New FDA leadership signals a new day for the agency and industry
New FDA leadership signals a new day for the agency and industry
Third, we know that the next FDA commissioner will likely be President Obama’s nominee, Dr. Margaret A. Hamburg, assuming she gets the necessary confirmation from the Senate. In the meantime, the person the President has suggested as her deputy commissioner, Dr. Joshua Sharfstein, is serving as acting commissioner. Sharfstein’s position does not require Senate confirmation. Although acting commissioners are typically place holders until a “permanent” commissioner can be confirmed, Sharfstein has already started taking actions that announce a new day is upon the agency.
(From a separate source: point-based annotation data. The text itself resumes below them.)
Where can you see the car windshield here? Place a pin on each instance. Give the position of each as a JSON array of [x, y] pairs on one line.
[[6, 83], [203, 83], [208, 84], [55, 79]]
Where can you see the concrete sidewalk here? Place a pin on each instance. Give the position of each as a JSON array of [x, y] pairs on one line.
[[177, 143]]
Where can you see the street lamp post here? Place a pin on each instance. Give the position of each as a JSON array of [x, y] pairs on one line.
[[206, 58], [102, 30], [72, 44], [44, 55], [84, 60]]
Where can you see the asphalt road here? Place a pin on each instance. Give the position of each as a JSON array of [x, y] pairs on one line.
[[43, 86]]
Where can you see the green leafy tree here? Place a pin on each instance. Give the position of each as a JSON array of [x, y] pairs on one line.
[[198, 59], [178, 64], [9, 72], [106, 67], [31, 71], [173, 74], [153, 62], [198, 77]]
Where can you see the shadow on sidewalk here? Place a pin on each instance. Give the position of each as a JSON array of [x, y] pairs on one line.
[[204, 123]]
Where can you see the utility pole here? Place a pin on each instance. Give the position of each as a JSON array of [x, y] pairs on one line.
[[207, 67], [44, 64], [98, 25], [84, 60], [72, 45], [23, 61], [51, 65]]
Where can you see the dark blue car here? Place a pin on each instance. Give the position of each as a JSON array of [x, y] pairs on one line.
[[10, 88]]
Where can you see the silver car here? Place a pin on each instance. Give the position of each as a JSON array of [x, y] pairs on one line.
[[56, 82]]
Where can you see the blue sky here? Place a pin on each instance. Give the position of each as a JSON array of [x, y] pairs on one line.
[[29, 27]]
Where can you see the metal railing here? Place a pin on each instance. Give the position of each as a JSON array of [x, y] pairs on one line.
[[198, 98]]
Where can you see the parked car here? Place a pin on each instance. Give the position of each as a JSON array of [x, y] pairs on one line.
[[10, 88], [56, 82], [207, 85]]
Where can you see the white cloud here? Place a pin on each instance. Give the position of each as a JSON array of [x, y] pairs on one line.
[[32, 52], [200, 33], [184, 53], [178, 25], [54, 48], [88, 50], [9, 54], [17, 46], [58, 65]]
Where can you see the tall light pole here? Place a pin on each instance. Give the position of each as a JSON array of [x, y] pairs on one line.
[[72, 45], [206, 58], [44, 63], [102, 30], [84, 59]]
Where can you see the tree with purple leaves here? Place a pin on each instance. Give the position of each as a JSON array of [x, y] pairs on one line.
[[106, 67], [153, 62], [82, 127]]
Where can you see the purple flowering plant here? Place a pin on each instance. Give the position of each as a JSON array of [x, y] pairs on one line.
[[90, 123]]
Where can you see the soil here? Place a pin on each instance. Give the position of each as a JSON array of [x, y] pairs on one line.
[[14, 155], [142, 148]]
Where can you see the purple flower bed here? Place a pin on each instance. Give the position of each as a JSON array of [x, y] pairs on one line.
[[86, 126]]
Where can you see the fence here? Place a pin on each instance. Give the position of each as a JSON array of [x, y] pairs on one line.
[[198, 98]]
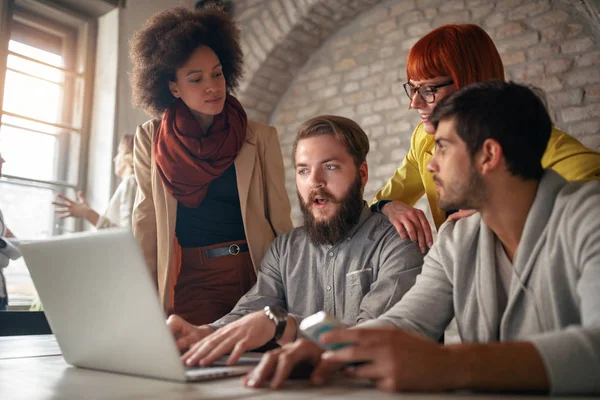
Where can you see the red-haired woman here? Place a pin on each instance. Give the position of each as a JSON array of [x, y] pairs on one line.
[[211, 194], [440, 63]]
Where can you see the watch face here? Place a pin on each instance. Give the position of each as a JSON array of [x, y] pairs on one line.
[[278, 312]]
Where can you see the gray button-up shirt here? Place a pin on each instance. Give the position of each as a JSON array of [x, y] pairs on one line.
[[355, 280]]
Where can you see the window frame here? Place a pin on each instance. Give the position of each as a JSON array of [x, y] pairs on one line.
[[78, 32]]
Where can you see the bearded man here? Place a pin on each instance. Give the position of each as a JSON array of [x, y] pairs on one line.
[[345, 260]]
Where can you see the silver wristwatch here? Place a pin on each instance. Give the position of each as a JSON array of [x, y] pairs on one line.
[[279, 317]]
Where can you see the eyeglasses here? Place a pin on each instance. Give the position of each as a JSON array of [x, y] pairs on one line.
[[427, 93]]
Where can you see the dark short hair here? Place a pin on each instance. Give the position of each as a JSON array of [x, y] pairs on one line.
[[514, 115], [225, 5], [348, 132], [166, 42]]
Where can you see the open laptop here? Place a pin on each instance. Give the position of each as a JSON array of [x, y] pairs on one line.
[[103, 307]]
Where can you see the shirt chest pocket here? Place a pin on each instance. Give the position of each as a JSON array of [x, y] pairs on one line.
[[358, 284]]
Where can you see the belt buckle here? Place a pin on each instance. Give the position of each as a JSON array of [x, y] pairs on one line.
[[234, 249]]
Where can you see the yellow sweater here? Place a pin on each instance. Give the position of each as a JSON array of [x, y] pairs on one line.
[[564, 154]]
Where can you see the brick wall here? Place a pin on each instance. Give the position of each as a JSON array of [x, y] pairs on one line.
[[349, 59]]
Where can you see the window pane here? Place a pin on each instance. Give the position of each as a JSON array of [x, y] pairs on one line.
[[45, 105], [31, 125], [35, 69], [29, 214], [34, 52], [26, 160], [35, 155]]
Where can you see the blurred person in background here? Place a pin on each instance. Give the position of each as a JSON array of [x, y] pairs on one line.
[[8, 251], [120, 207]]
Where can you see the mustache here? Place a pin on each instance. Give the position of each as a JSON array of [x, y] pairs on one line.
[[322, 193]]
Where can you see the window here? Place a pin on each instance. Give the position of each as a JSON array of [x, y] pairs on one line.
[[41, 134]]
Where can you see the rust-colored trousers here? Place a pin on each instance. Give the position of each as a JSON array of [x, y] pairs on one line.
[[208, 288]]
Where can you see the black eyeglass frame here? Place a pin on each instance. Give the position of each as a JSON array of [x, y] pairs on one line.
[[417, 89]]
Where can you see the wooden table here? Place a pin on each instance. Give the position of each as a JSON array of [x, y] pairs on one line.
[[32, 368]]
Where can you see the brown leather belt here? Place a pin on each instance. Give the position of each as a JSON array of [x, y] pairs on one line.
[[232, 250]]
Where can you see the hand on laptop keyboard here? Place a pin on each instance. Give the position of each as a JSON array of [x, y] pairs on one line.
[[186, 334]]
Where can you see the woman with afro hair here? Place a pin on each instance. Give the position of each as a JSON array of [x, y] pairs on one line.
[[211, 194]]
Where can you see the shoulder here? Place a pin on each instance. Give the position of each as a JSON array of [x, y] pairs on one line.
[[421, 141], [378, 228], [293, 239], [130, 181], [453, 236], [576, 198], [149, 127]]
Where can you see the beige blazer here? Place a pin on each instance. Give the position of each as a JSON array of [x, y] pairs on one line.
[[263, 199]]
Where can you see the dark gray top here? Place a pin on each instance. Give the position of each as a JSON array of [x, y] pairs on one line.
[[356, 280]]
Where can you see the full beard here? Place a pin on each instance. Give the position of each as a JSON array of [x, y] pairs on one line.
[[341, 223]]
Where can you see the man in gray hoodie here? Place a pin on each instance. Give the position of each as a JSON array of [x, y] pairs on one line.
[[521, 277]]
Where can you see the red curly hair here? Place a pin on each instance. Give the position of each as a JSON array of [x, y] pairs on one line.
[[465, 52]]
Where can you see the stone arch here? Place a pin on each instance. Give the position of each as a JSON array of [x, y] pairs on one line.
[[278, 37], [553, 44]]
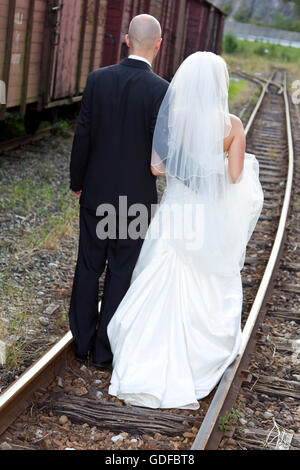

He has reportedly asked his colleagues at FDA to suggest ideas to improve it.
But the 53-year-old Hamburg, presumably the next commissioner, can be expected to leave a noticeable stamp on the agency’s priorities and operations. A former health commissioner in New York City (its youngest at 36) and former official of the National Institutes of Health, her nomination has inspired complimentary remarks from industry and consumer representatives. She has worked on public health issues from AIDS to tuberculosis, and she has a reputation for doggedness and effectiveness in office.
In the past, politicians and others have debated the issue of who would make an appropriate FDA Commissioner. At one point, Senator Ted Kennedy vowed to oppose any nominee to the post who had worked in the industry in the past. This perennial debate reflects the natural tension between FDA’s two key roles, as a cop protecting the public by policing the marketplace, and as a licensing body reviewing and clearing new drugs, devices, and food-contact substances.
The first role naturally can lead to an adversarial relationship within the industry, though the second naturally benefits from cooperation. By choosing experienced public health officials for FDA, President Obama appears to be signaling that protecting the public will be a bigger priority going forward. In other words, more cop.
If I had to guess what we’ll see from FDA in the next few years, even if Congress doesn’t pass the kind of large-scale reform legislation being batted around, I would say we will see an agency with a clear new set of priorities that can generally be described as more active. There will be more inspections of factories, followed by more Warning Letters, seizures, injunctions, and criminal prosecutions; crackdowns on illegal dietary supplement and drug advertising and marketing; and swifter action on any new rules under consideration on essentially any topic.
Will life get tougher for industry? Yes, in areas that get regulated in new ways, certainly. But as long as the agency acts fairly and consistently, a new activism could be welcome by many industry segments, since they will have clearer guidance from FDA on how to comply with the law and regulations and won’t have to struggle against foreign and domestic competitors who violate the law with impunity.